Safe Harbor – Microsoft’s One Step Ahead
In a recent decision the European Court of Justice has ruled that Safe Harbor is effectively invalid. Microsoft has once again been showing they’re one step ahead when it comes to keeping up with developments in the law affecting the cloud.
Safe Harbor was a mechanism whereby European companies could maintain their data protection compliance obligations and transfer data from the EU to US companies who have Self-Certified as Safe Harbor Compliant. Safe Harbor has been in place for 15 years, and certification involves US companies complying with a set of data protection principles and practices.
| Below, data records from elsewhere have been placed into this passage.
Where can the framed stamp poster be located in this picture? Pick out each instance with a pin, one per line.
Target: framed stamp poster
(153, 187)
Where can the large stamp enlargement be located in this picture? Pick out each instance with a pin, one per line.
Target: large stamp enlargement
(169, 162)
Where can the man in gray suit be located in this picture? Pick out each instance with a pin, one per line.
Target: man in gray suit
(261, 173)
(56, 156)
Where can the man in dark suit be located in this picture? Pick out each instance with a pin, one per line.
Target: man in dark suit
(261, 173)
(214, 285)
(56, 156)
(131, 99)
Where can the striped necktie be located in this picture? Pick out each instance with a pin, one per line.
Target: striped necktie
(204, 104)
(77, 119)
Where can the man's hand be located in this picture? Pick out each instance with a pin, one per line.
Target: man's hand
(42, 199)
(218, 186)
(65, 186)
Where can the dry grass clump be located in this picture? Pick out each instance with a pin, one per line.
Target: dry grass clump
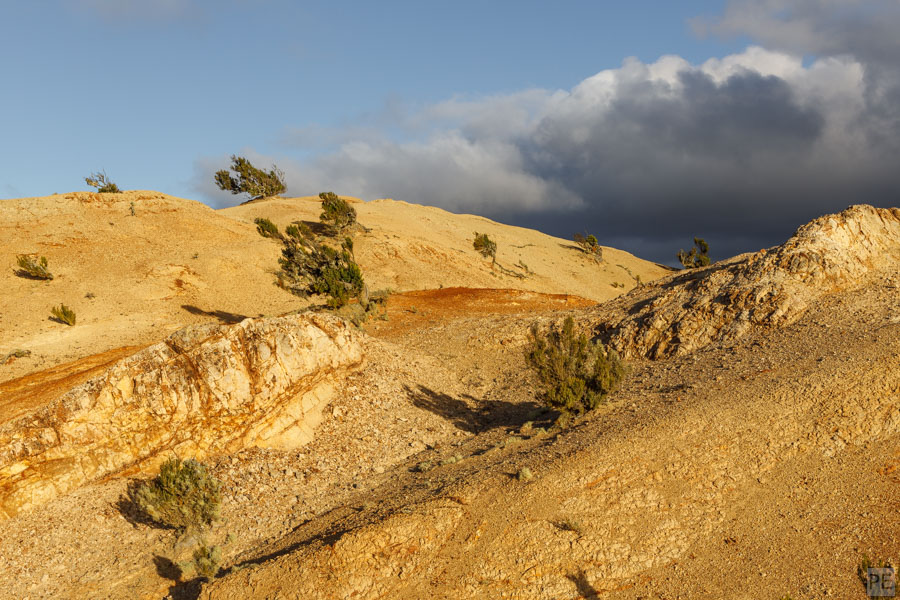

This is required due to the US not having its own data protection laws that the European Union recognizes as being sufficient to protect EU Citizens.
Microsoft’s enterprise cloud customers can continue to transfer data by relying on additional steps and legal safeguards Microsoft has put in place; this includes additional privacy protections and Microsoft’s compliance with the EU Model Clauses, which enable customers to move data between the EU and other places – including the United States – even in the absence of the Safe Harbor (as stated in the first blog article above).
It seems the requirements of the law are changing, if you’re not with a cloud provider that has you covered and you are transferring data to the US, you’re going to have to work out exactly what not having Safe Harbor means and implement changes if required. The above posts make it clear that Microsoft is right on top of this legal development and you’re in safe hands. Microsoft is always quick to react, and as situations like this develop, Microsoft’s Cloud will adapt enabling you to stay compliant while letting them worry about the finer details.
As always with legal issues, seek legal advice if you’re unsure, however the legal bill and the implementation bill will likely be far less if you’re with a cloud provider who’s already done the heavy lifting for you.